Much of that came at the high end, where individual games during the 2015-2016 season produced as much as $93.7 million in economic impact, but even smaller games involving lower-tier teams drew as much as $12.6 million. In the 2015-2016 season, the average bowl game generated $40.3 million in economic impact in cities around the country.
“Among the different groupings, the findings were very consistent and show that there is a significant economic impact on host cities especially where the bigger games are played,” noted Carl Winston, program director of SDSU’s Payne School of Hospitality and Tourism Management, in a news release. “It also shows that the FBA is pretty savvy about picking the teams.”

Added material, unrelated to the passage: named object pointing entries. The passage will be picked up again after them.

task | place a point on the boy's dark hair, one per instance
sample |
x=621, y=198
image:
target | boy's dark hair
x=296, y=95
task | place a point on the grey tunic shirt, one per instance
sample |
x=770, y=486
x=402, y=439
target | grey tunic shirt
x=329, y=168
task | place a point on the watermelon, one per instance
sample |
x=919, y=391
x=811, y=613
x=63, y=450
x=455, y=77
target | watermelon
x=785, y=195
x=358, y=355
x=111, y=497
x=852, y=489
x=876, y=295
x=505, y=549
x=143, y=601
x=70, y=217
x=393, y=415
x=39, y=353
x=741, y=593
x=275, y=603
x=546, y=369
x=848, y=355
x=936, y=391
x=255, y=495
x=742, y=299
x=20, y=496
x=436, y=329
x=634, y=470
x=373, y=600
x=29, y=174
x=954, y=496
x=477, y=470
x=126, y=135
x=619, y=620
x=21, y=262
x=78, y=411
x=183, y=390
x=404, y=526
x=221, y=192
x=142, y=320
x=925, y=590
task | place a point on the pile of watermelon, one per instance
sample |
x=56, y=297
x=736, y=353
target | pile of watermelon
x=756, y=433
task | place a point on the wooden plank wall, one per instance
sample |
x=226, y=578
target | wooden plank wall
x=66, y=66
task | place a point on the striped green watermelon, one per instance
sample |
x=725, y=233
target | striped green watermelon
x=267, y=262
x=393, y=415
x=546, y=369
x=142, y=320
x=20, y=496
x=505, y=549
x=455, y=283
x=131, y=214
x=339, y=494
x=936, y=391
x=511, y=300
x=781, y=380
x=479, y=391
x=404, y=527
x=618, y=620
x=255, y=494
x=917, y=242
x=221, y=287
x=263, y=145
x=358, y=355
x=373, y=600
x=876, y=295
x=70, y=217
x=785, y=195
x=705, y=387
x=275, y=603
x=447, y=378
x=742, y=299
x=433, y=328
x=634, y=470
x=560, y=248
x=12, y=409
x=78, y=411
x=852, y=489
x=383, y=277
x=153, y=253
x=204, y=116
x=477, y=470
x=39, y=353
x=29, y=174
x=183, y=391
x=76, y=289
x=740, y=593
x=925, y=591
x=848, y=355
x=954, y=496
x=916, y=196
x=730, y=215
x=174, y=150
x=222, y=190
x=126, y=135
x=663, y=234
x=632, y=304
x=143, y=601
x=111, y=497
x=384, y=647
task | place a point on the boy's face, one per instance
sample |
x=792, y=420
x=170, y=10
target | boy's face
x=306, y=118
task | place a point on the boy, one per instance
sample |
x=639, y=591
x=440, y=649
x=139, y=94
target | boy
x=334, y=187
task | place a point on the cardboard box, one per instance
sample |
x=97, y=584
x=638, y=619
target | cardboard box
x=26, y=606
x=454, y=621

According to FBA, last year’s bowls filled 77 percent of available seats, with big events such as the Rose Bowl drawing nearly 95,000 fans. And they tended to stick around beyond the game, giving a bump to the local community. “What we thought would happen did happen,” Winston added. “It confirmed our instincts.”
Challenges To Watch
Despite those findings, the college bowl industry could face some challenges in the years to come. Among them:
NFL-bound players opting out. Two star players, LSU’s Leonard Fournette and Stanford’s Christian McCaffrey, recently announced that they will skip their bowl games—understandably, given that as some players, like former Notre Dame linebacker Jaylon Smith, have been seriously injured playing in bowls. FBA Executive Director Wright Waters suggested to the Associated Press that such decisions were “in some cases kind of narrow-sighted, because they might have the opportunity to enhance their [stock].”
Not enough sponsorships. This year, six of the 41 bowl games have failed to earn any sponsorships. Many of the big-brand bowls have gone through numerous sponsors in their history—for example, Capital One recently changed its sponsor tie from the Citrus Bowl to the Orange Bowl. In comments to USA Today, Waters emphasized that bowl organizers are working harder for their sponsorships. “It’s becoming more difficult to sell, and you can speculate on why,” he said. “But people are out there really hustling, and they have to hustle because the payouts to the schools and conferences are going up. Everything costs more.”